The Indian Army shut down military farms -- which were functional for the last 132 years -- across the country on Wednesday.

"After 132 years of glorious service to the nation, curtains were drawn on this organisation," said the Indian Army.

The force said that all the officers and workers emplyed in the military farms have been redeployed and would continue to serve the organisation.

During the closing ceremony of the farms in Delhi, Lieutenant General Shashank Mishra said: "The military farm is ending its services. The first farm was established on February 1, 1889 in Allahabad and by the time we got Independence in 1947, India had 130 such farms. At that time it was highly beneficial for us as the White Revolution had not begun. Verghese Kurien had started the Operation Flood in 1970."

The farms were set up with the sole requirement of supplying hygienic cow milk to the troops billeted in various garrisons across British India. After Independence, military farms flourished with 30,000 heads of cattle in 130 military farms set up all over India under varied agro-climatic conditions.

Military farms were even established in Leh and Kargil in late 1990s, with an aim to supply fresh milk to the troops in those areas on a daily basis.

Another major task was management of large tracts of defence land, and production and supply of baled hay to the animal holding units.

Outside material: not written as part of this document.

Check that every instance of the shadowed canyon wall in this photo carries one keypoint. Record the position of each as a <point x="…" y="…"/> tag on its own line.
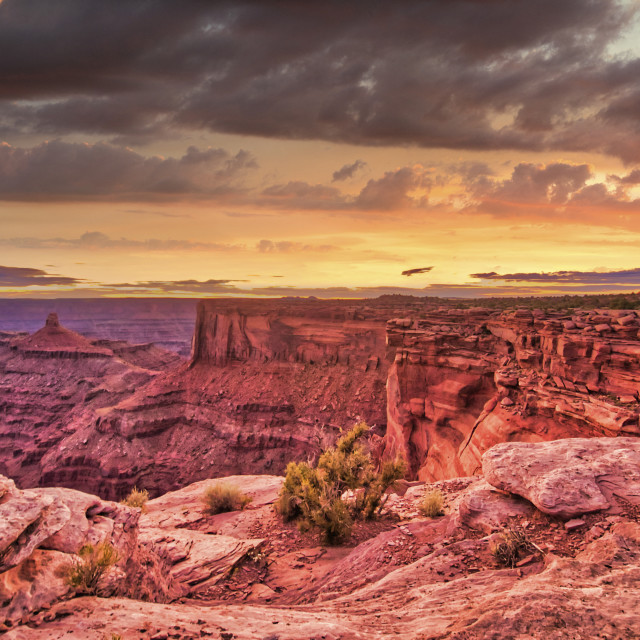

For more than a century, military farms with their dedication and commitment supplied 3.5 crore litres of milk and 25000 MT of hay yearly.

The farms are credited with pioneering the technique of artificial insemination of cattle and introduction of organised dairying in India, providing yeoman service during the 1971 war, supplying milk at the Western and Eastern war fronts as well as during the Kargil operations to the Northern Command.


In collaboration with the Ministry of Agriculture, they established "Project Freiswal", credited to be the world's largest cattle cross-breeding programme.

They also teamed up with the Defence Research and Development Organisation (DRDO) for producing bio-duel.

There were over a 1,000 employees who were maintaining 39 farms spread across 20,000 acres. Till two years ago, the Army maintained over 25,000 cows.